We kneel side by side in the dirt. The sun is warm on my back, not quite brutal the way it gets in deep summer. A breeze carries the smell of lavender and fresh-cut grass from somewhere down the street.

This. This is what home feels like.

“Sarah’s been having the worst morning sickness,” Mom says as she yanks a dandelion. “Poor thing can barely keep anything down.”

“Is she drinking ginger tea? That’s supposed to help.”

“I brought her some yesterday. She said it helped a little.”

I picture my sister-in-law, green-faced and miserable but still glowing with that first-trimester joy. She and Greg have wanted this baby forever. The morning sickness is just the price of admission.

“And you won’t believe what I caught your father doing yesterday.” Mom’s voice takes on that disapproving edge I know so well. “He snuck out to buy fast food for lunch.”

I bite back a laugh. “The rebel.”

“It’s not funny, Sierra. He has high blood pressure.”

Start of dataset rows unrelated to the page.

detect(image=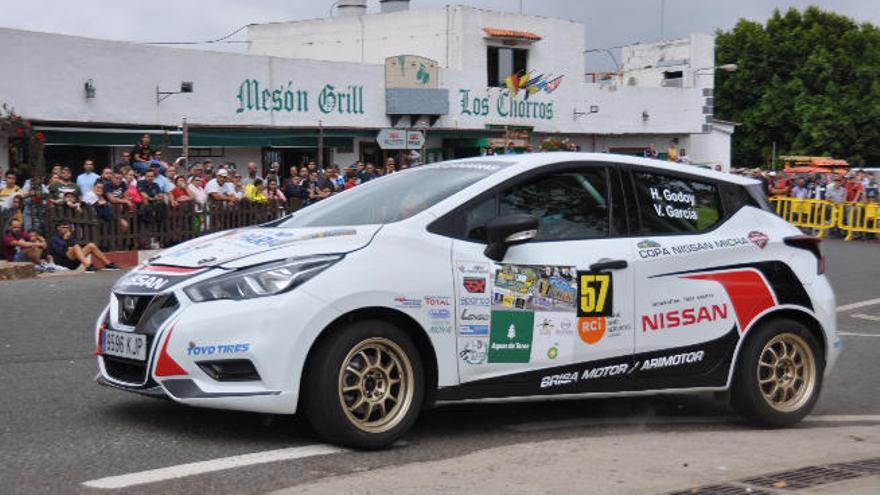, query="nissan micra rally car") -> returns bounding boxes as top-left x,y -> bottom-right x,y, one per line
95,153 -> 840,448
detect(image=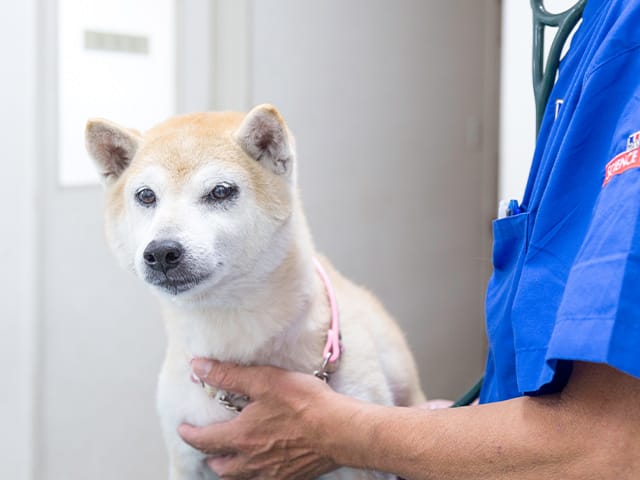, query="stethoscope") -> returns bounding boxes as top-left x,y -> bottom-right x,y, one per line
451,0 -> 587,408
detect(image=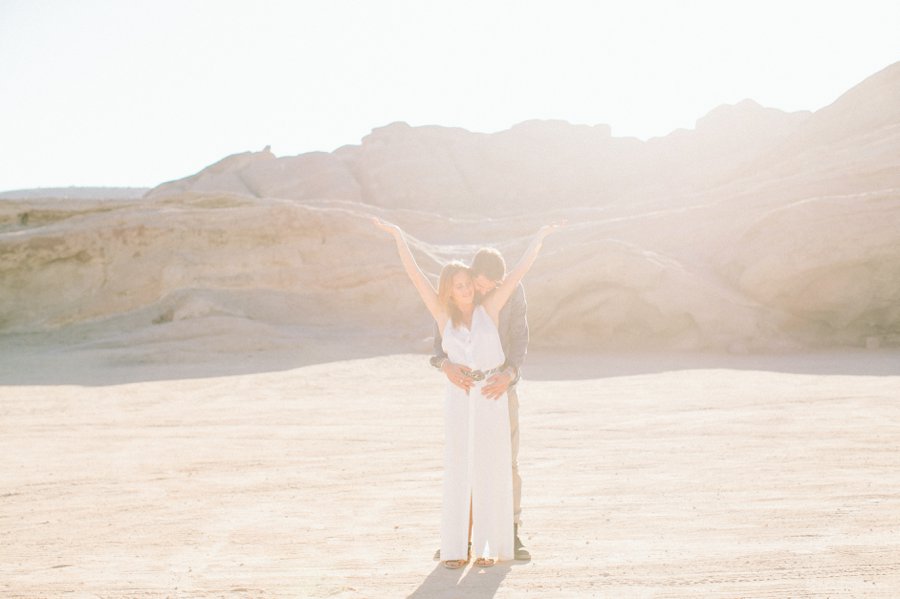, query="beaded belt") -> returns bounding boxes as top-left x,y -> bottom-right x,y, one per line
466,366 -> 503,383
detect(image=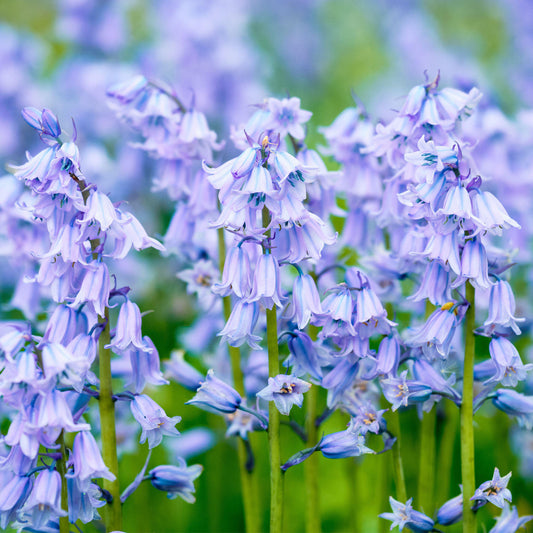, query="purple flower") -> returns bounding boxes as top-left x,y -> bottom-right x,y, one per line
486,337 -> 533,387
130,394 -> 181,449
381,370 -> 433,411
106,300 -> 149,351
379,496 -> 435,533
22,470 -> 67,528
483,280 -> 525,335
291,274 -> 322,329
69,431 -> 115,491
437,494 -> 463,526
148,458 -> 202,503
489,504 -> 533,533
318,424 -> 375,459
470,468 -> 513,509
185,369 -> 242,414
257,374 -> 311,416
218,300 -> 261,350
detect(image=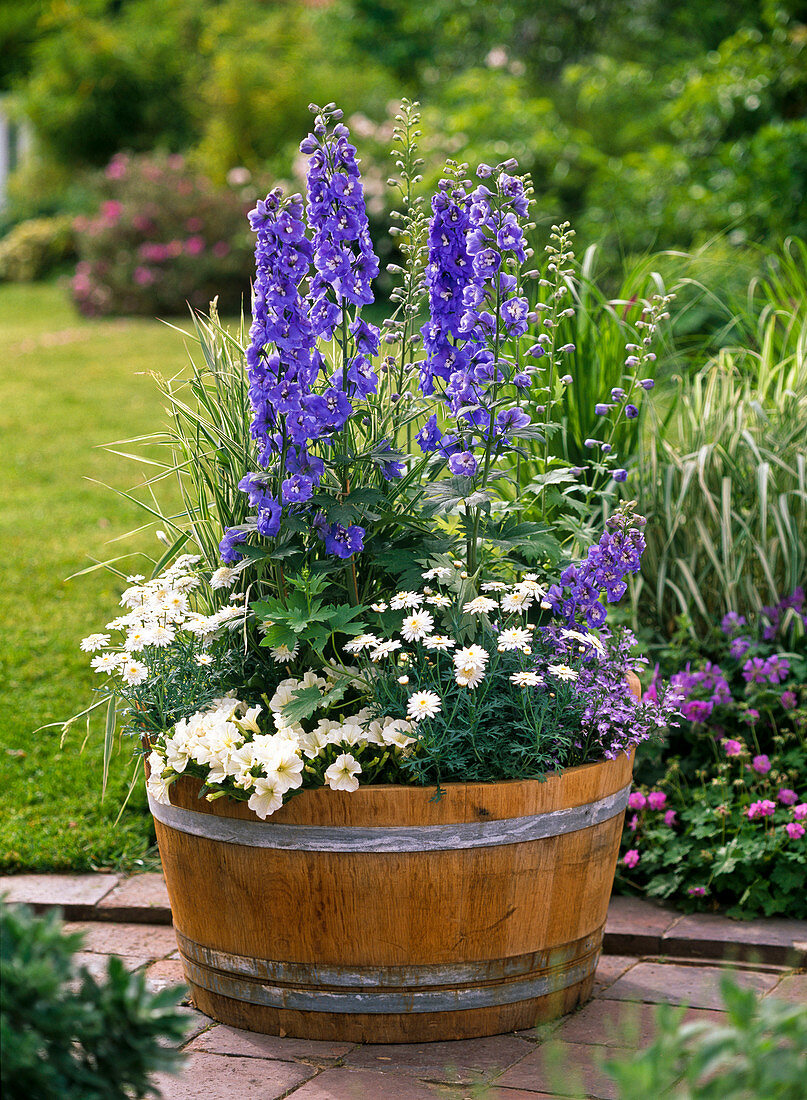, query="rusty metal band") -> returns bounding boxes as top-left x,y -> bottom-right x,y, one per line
178,936 -> 599,1015
175,928 -> 603,990
148,783 -> 630,854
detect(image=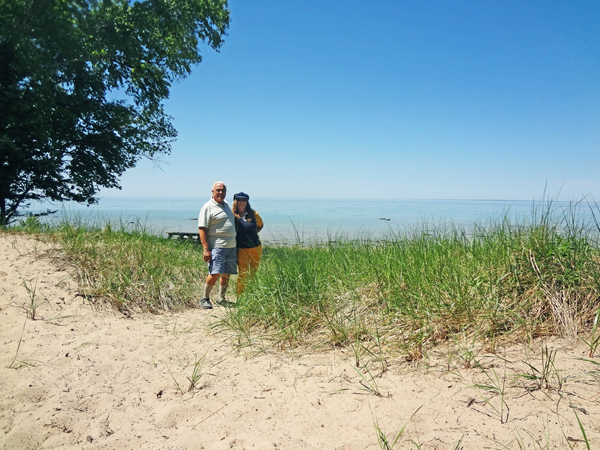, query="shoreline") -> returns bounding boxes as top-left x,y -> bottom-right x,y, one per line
0,233 -> 600,450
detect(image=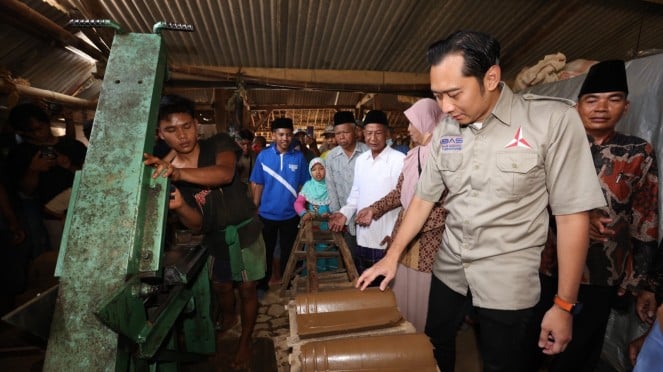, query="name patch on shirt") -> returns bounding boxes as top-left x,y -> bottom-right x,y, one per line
440,136 -> 463,152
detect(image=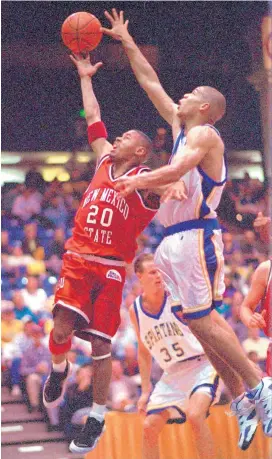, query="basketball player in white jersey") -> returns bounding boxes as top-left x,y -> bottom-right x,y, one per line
130,254 -> 266,459
102,9 -> 272,442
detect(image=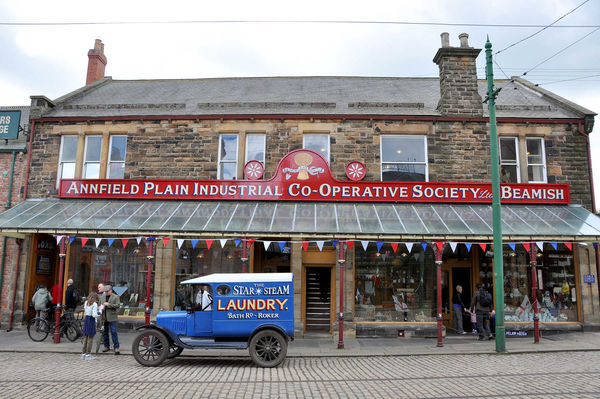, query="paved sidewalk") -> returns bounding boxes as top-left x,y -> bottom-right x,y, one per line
0,330 -> 600,357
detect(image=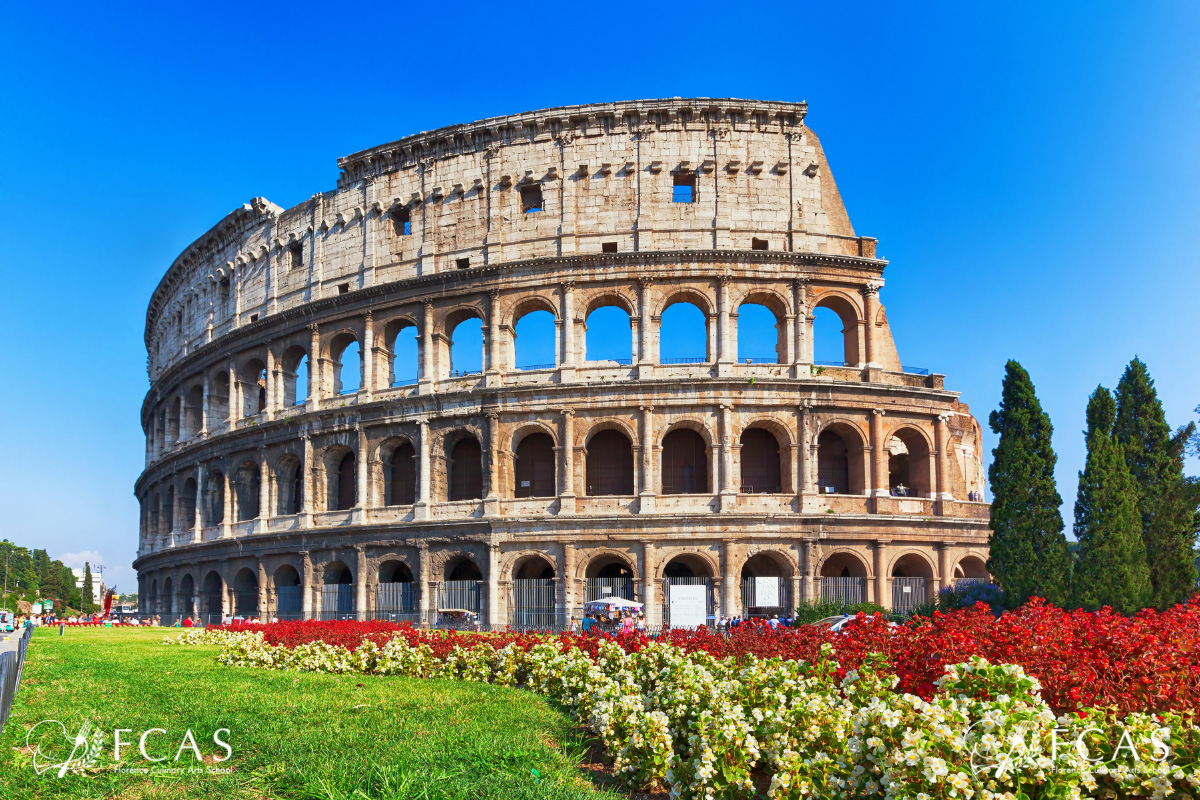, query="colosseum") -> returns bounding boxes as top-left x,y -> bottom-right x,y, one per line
134,98 -> 989,627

“I know.” I do know. I also know that Dad has been eating nothing but grilled chicken and steamed vegetables for two years, and sometimes a man needs a burger. But I keep that opinion to myself.

“Your cousin Audrey is seeing someone new,” Mom continues, moving to the next patch of weeds. “A middle school teacher. He runs a video game club for his students, stays after school twice a week on his own time.”

So much for poor Devon. That lasted, what, a week?

“Sounds like a prince.”

“He really does seem sweet.” She sits back on her heels, wiping sweat from her forehead with the back of her gloved hand. “I’m just glad she’s happy. There were stars in her eyes when she looked at him.”

Here it comes. I can feel the question building like pressure before a storm.